Direct Detection of Glycated Human Serum Albumin and Hyperglycosylated IgG3 in Serum, by MALDI-ToF Mass Spectrometry, as a Predictor of COVID-19 Severity

Abstract

The prefusion spike protein of SARS-CoV-2 binds advanced glycation end product (AGE)-glycated human serum albumin (HSA) and a higher mass (hyperglycosylated/glycated) immunoglobulin (Ig) G3, as determined by matrix assisted laser desorption mass spectrometry (MALDI-ToF). We set out to investigate if the total blood plasma of patients who had recovered from acute respiratory distress syndrome (ARDS) as a result of COVID-19, contained more glycated HSA and higher mass (glycosylated/glycated) IgG3 than those with only clinically mild or asymptomatic infections. A direct serum dilution, and disulphide bond reduction, method was developed and applied to plasma samples from SARS-CoV-2 seronegative (n = 30) and seropositive (n = 31) healthcare workers (HCWs) and 38 convalescent plasma samples from patients who had been admitted with acute respiratory distress (ARDS) associated with COVID-19. Patients recovering from COVID-19 ARDS had significantly higher mass AGE-glycated HSA and higher mass IgG3 levels. This would indicate that increased levels and/or ratios of hyper-glycosylation (probably terminal sialic acid) IgG3 and AGE glycated HSA may be predisposition markers for the development of COVID-19 ARDS as a result of SARS-CoV2 infection. Furthermore, rapid direct analysis of serum/plasma samples by MALDI-ToF for such humoral immune correlates of COVID-19 presents a feasible screening technology for the most at risk; regardless of age or known health conditions.

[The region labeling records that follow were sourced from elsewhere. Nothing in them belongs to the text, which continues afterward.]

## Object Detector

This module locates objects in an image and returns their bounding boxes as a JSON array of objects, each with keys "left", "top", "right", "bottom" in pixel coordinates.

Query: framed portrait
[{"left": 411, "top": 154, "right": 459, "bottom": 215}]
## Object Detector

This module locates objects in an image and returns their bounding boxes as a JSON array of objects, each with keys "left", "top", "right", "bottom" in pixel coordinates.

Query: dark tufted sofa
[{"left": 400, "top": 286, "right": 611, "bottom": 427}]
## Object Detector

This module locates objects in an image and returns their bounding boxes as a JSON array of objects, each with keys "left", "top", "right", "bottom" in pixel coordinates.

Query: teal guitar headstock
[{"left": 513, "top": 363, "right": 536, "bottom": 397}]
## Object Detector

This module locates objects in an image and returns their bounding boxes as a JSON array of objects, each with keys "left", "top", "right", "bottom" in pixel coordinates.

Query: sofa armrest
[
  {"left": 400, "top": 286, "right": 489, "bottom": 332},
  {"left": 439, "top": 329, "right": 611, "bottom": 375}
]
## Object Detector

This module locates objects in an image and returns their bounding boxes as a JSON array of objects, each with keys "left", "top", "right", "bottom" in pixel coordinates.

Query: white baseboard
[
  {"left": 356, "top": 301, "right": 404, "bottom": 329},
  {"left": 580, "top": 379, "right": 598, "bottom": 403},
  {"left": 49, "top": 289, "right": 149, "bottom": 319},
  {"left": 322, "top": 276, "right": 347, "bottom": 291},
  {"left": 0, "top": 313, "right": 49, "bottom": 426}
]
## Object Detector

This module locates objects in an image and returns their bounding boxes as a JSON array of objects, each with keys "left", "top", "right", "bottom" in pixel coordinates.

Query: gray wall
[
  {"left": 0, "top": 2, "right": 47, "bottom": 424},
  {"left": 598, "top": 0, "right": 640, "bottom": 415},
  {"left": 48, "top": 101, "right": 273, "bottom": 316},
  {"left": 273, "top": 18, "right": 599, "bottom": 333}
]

Keywords: COVID-19; MALDI-ToF MS; glycated albumin; glycovariant/glycated IgG3; plasma.

Figure 1

Mass spectra profile, 40,000 m/z to 85,000 m/z, of human reduced plasma samples (treated with Tris(2-carboxyethyl)phosphine (TCEP)) in order to reveal immunoglobulin heavy chains (IgM Hc ‘75,000 m/z, IgA ~56,000 m/z not found, IgG3 54,000 m/z and unconfirmed IgX, thought to be IgG4 Hc, at 48,000 m/z. HSA resolved at 66,4000+ m/z and transferrin at 79,000 m/z.

Figure 2

Box and whisker plots of relative intensitities and variance in peak apex molecular mass of IgG1 heavy chains (IgG1 Hc), IgG3 heavy chains (IgG3 Hc) and human serum albumin (HSA) for the different sample groups: Blue represents data from SARS-CoV-2 seronegative HCWs, Orange from SARS-CoV-2 seropositive HCWs having recovered from COVID-19 with mild symptoms and Red sample data from convalescent patients recovering from COVID-19 ARDS. The table to the right is numeric data from the plots detailing the mean and median values of peak intensity (arbitrary units (AU)) and molecular mass (m/z) of IgG1 Hc, IgG3 Hc and HSA for the respective groups.

Figure 3

Diagrammatic representation of IgG1 (left) and IgG3 (right) illustrating the differences in heavy chain structure with special reference to the larger neck domain and the O-linked glycosylation sites found there. Affinity binding: –, none; +,weak; ++, strong; and +++, very strong.

Figure 4

Spike protein sialic acid glycan binding (S1 subunit NTD-domain) role in (A) mucosal epithelial attachment and infection of respiratory cells and (B) potential role in binding IgG3 at the neck region and AGE glycated HSA, during viremia, thereby aiding immune evasion and deposition of reactive complex that may give rise to vascular pathologies.